Rio 2: Sustainable Production
Morgan, contract furniture designer and manufacturer, has combined skills and expertise with architect Mehran Gharleghi of studio INTEGRATE to launch Rio 2, a new collection of tables for the contract market that include 3D printed components. Here we introduce this collection and the sustainable nature of it’s design.
The first of its kind within the sector to include this cutting edge technology with a commercially viable price point, the sophisticated and luxurious collection is not to be missed.
The first Rio collection was launched in 2016, combining the skills and expertise of the Morgan team with Mehran Gharleghi’s knowledge of new technologies to explore the relationship between the craft of yesterday and the craft of tomorrow.
The second generation sees two new table designs. With this version, a greater understanding of the technology provided the designers with increased creative scope, resulting in a more geometric and regular aesthetic, as opposed to the organic feel of the first generation. The use of materials was also reduced and refined, adding further options to the entirety of the collection. On the edge of design and technology, the tables are an iconic piece at an affordable price.
The collection uses a polyamide 3D printed component as the main structure with which to attach a glass or timber top and timber turned legs. The polyamide used for Rio 2 has excellent mechanical properties as well great recyclability potential. For example, recycled polyamide can be used in textile industries. It is also well suited to form carbon-fiber-reinforced, graphene-nanoplatelets-reinforced or metal-porous-polymer composite structures.

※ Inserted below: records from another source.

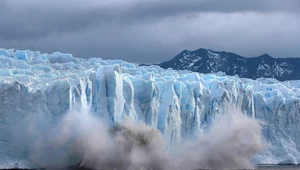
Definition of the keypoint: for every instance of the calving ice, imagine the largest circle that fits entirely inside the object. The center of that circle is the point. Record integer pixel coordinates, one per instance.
(40, 92)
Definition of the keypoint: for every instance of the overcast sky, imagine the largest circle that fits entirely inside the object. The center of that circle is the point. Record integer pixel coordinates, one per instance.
(151, 31)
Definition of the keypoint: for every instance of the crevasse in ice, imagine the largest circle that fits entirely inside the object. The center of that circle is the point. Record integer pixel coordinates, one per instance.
(178, 103)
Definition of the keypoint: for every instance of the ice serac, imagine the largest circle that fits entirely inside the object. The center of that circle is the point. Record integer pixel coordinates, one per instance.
(178, 103)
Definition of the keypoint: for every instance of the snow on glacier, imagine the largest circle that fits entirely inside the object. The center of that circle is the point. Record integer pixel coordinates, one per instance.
(180, 104)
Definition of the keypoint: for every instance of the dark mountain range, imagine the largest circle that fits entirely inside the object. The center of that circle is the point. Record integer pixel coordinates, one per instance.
(209, 61)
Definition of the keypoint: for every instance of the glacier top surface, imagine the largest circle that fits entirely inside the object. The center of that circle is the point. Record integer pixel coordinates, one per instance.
(39, 70)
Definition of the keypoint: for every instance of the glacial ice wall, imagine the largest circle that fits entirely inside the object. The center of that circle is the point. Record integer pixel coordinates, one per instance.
(180, 104)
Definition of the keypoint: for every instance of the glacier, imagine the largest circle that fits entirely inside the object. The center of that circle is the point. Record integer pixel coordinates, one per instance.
(180, 104)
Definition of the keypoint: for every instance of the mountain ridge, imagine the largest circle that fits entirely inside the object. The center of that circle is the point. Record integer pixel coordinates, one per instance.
(210, 61)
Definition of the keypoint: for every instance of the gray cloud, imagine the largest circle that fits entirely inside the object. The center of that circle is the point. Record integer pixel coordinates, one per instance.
(151, 31)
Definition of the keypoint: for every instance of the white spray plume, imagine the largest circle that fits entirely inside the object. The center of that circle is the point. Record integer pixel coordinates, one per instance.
(81, 139)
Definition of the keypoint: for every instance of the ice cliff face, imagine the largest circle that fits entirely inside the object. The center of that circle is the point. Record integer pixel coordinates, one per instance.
(180, 104)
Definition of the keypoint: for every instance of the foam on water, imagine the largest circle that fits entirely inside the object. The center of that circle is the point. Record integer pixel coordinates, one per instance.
(86, 140)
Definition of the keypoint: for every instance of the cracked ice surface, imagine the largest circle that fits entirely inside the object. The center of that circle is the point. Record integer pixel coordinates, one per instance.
(178, 103)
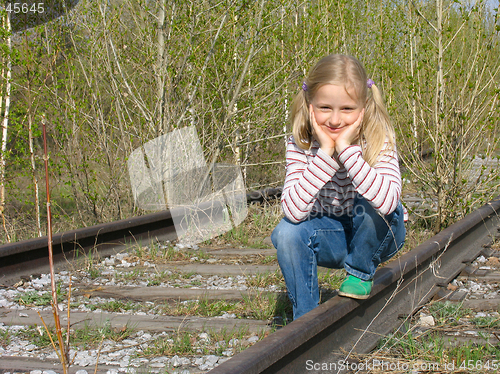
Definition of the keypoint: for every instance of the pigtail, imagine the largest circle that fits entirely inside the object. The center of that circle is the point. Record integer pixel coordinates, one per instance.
(377, 128)
(301, 126)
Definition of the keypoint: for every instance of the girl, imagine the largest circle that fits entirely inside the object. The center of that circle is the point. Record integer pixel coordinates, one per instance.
(342, 184)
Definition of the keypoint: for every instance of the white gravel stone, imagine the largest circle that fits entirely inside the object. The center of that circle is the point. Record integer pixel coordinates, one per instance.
(481, 259)
(253, 339)
(211, 360)
(426, 321)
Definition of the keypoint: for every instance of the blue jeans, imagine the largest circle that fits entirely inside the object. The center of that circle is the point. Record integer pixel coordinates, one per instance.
(358, 242)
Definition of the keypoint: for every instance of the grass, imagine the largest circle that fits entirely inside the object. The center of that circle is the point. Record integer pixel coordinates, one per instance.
(87, 337)
(161, 253)
(486, 322)
(5, 336)
(257, 305)
(432, 346)
(39, 298)
(188, 344)
(447, 313)
(259, 223)
(264, 280)
(115, 306)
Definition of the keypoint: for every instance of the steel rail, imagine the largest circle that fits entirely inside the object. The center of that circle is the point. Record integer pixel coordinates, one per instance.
(328, 333)
(29, 255)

The production technique for Rio is an additive process and therefore not only offers design freedom, but also a sustainable manufacturing solution, reducing waste significantly. Unlike subtractive manufacturing, additive manufacturing (3D printing) only utilises the material necessary to produce an artefact. It adds the material layer by layer until the item is complete. Excess powder is then recycled and used for subsequent production.

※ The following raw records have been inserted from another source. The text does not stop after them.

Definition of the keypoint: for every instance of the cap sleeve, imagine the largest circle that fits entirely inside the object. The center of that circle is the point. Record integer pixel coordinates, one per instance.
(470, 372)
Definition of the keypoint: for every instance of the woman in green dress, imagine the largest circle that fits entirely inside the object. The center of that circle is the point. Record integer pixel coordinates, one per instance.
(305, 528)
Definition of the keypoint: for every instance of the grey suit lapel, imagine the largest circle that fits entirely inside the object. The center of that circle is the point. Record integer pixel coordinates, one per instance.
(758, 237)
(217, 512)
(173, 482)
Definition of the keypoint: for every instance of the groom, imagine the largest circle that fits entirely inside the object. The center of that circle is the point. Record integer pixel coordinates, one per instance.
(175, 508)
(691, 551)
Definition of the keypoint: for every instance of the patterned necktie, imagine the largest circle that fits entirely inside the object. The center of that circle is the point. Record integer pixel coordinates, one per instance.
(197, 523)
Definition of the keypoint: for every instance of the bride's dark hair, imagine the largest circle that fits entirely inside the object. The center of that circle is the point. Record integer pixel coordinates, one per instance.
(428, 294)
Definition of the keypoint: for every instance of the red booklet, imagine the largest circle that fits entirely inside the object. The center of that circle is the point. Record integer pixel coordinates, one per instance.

As 3D printing becomes increasingly accessible, some manufacturers are choosing to run their production in house, which reduces transportation and improves logistics.
Both Mehran and Katerina Zachariades, Morgan’s design director, approach design in different ways; Katerina sketches and draws to scale with a pen, whilst Mehran designs digitally through modelling. Initially this resulted in a series of miniature 3D printed resin prototypes from Mehran and then full-scale models from Morgan. These two processes allowed the team to review the design both aesthetically and in terms of scale and proportions giving an immediate sense of reality.
Through the design process, Morgan and Mehran managed to increase the factor of strength three fold. This was done by introducing geometric differentiation in various parts of the table according to the structural analysis conducted by Morgan Studio. Digital analyses were informed by previous Furniture Industry Research Association (FIRA) testing and guidelines. By establishing an iterative feedback loop between design and analysis, the team perfectly balanced the cost, strength and aesthetic of the collection.